Ultimately, whether it is an oval, road course or street course, IndyCar needs to do a mix of improving their promotional efforts and rolling the dice. IndyCar needs to differentiate themselves from other series, whether that's running on a Thursday, doubleheaders or one-day shows. Being different isn't a bad thing and IndyCar should embrace it.

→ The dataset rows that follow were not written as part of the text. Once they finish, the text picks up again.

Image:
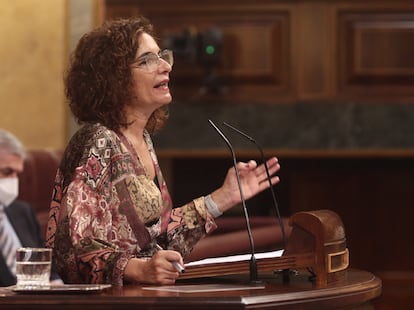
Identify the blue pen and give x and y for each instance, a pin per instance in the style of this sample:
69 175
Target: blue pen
177 266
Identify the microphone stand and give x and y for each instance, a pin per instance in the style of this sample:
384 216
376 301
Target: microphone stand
253 262
275 204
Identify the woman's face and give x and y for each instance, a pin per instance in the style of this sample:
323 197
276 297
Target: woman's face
150 81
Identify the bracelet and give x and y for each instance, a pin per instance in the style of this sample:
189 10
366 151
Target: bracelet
212 207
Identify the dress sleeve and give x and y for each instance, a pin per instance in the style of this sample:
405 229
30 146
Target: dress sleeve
189 224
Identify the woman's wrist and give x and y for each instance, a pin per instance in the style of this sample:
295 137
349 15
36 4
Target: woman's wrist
212 206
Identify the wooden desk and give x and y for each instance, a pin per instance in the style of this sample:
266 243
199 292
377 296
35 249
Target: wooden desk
359 288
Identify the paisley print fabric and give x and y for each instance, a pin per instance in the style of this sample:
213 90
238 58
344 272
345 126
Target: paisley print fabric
105 210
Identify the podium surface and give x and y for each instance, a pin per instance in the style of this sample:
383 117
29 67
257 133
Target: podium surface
356 289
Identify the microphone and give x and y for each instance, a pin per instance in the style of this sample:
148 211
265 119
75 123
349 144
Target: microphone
253 262
275 204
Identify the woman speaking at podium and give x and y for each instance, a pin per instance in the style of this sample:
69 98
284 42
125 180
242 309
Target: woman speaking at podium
111 211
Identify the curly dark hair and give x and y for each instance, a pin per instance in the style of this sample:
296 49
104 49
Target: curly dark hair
99 83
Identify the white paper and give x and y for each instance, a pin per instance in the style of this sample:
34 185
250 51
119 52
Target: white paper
202 288
234 258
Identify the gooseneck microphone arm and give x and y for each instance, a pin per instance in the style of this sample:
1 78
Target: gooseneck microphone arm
253 263
275 204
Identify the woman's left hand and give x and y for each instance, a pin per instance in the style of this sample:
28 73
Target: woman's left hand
253 180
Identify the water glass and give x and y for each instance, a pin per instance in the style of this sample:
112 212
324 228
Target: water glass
33 267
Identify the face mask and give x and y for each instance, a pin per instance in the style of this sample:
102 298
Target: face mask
9 190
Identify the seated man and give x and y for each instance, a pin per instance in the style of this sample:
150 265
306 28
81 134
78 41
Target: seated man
19 226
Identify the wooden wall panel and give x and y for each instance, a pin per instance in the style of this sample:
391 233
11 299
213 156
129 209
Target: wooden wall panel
376 49
255 66
288 51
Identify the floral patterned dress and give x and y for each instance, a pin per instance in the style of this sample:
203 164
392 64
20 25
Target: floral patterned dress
105 210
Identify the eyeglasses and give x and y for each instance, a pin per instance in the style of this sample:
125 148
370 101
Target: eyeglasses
151 61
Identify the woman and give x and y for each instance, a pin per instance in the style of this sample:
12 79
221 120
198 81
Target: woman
111 207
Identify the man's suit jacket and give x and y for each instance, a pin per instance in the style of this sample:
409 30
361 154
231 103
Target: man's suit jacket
23 219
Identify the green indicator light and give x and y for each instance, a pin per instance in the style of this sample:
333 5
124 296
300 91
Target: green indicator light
210 49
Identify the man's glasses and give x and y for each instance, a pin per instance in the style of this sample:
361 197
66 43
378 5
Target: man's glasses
151 61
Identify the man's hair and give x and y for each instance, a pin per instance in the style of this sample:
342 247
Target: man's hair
11 145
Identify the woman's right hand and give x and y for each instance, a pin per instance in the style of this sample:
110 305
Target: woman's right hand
157 270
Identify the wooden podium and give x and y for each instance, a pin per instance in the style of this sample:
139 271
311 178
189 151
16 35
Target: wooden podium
317 243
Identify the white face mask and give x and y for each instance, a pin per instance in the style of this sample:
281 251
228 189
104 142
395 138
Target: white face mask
9 190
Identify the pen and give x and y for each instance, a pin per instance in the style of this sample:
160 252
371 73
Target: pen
177 266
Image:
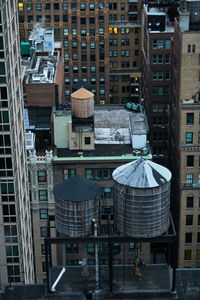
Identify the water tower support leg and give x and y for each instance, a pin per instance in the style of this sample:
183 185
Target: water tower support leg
174 267
64 254
110 266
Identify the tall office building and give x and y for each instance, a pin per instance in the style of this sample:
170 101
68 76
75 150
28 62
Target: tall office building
16 261
158 30
101 41
185 132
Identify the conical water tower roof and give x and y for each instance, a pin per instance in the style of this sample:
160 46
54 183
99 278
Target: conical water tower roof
82 94
142 174
77 189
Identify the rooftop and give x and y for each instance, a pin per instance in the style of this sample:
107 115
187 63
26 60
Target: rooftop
82 94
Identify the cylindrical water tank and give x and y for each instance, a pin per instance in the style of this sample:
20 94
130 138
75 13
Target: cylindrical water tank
76 204
142 198
82 103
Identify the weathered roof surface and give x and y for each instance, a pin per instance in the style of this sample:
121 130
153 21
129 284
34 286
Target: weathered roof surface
77 189
82 94
142 174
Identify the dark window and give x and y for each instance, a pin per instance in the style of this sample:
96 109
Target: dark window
188 237
189 137
198 237
42 176
68 173
90 248
71 248
190 160
189 220
42 195
43 213
190 202
43 231
190 119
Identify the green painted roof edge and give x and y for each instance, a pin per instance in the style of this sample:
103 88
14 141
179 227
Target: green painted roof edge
122 157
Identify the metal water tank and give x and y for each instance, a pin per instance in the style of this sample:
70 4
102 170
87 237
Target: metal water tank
82 103
142 198
76 204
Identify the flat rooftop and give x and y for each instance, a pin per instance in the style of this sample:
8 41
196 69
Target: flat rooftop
187 286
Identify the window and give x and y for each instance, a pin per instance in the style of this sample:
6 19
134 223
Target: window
189 178
157 75
167 44
44 266
71 248
91 6
14 273
73 262
167 58
73 5
190 202
21 6
65 6
12 254
43 249
116 261
189 118
189 220
101 19
157 59
43 231
157 90
188 237
29 7
42 195
101 30
42 176
92 45
65 31
38 6
198 237
157 44
108 192
188 254
82 7
131 247
190 160
198 254
43 213
189 137
56 6
73 19
87 140
69 173
90 248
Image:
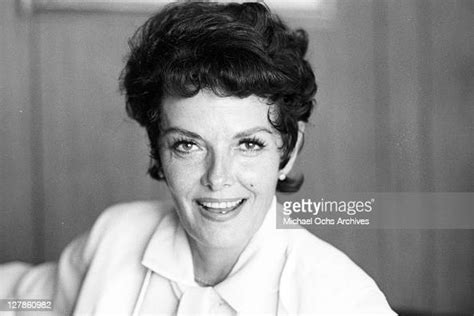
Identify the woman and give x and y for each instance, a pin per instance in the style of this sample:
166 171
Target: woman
224 92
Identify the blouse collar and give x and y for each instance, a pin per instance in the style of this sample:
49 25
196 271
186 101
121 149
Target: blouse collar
254 277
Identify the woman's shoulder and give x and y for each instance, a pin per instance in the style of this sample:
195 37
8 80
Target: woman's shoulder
136 212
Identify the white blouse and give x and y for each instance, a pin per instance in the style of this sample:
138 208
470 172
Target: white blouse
136 261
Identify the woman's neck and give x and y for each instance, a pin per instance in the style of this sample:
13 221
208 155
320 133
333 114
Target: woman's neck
212 265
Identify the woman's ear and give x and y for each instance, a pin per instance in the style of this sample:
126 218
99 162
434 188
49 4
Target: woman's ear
299 143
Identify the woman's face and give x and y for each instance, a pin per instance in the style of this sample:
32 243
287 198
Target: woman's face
220 158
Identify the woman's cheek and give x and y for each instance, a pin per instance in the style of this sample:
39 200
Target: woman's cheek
259 172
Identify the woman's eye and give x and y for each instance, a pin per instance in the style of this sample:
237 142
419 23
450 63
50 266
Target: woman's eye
251 145
185 147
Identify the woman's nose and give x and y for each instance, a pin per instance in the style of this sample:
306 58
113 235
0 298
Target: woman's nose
218 173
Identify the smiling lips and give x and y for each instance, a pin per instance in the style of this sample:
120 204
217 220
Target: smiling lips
220 207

I don't know what to make of the last month for IndyCar. The racing has been really good and numbers are up but I don't want to get too excited. It's kind of like being a Philadelphia Phillies fan this season and if they go on an eight-game winning streak. That's nice but they are currently 19 games out of the division lead and 18.5 games out of the second wild card spot. Winning eight straight is nice but to make the playoffs Philadelphia needs an 18 game winning straight and then end the season just as strong. Maybe if the numbers continue to increase over the next season and a half I will start to get excited but for now it's just a drop in the bucket. When that bucket gets closer to half-full then I might start to believe the last month has been something substantially positive for IndyCar.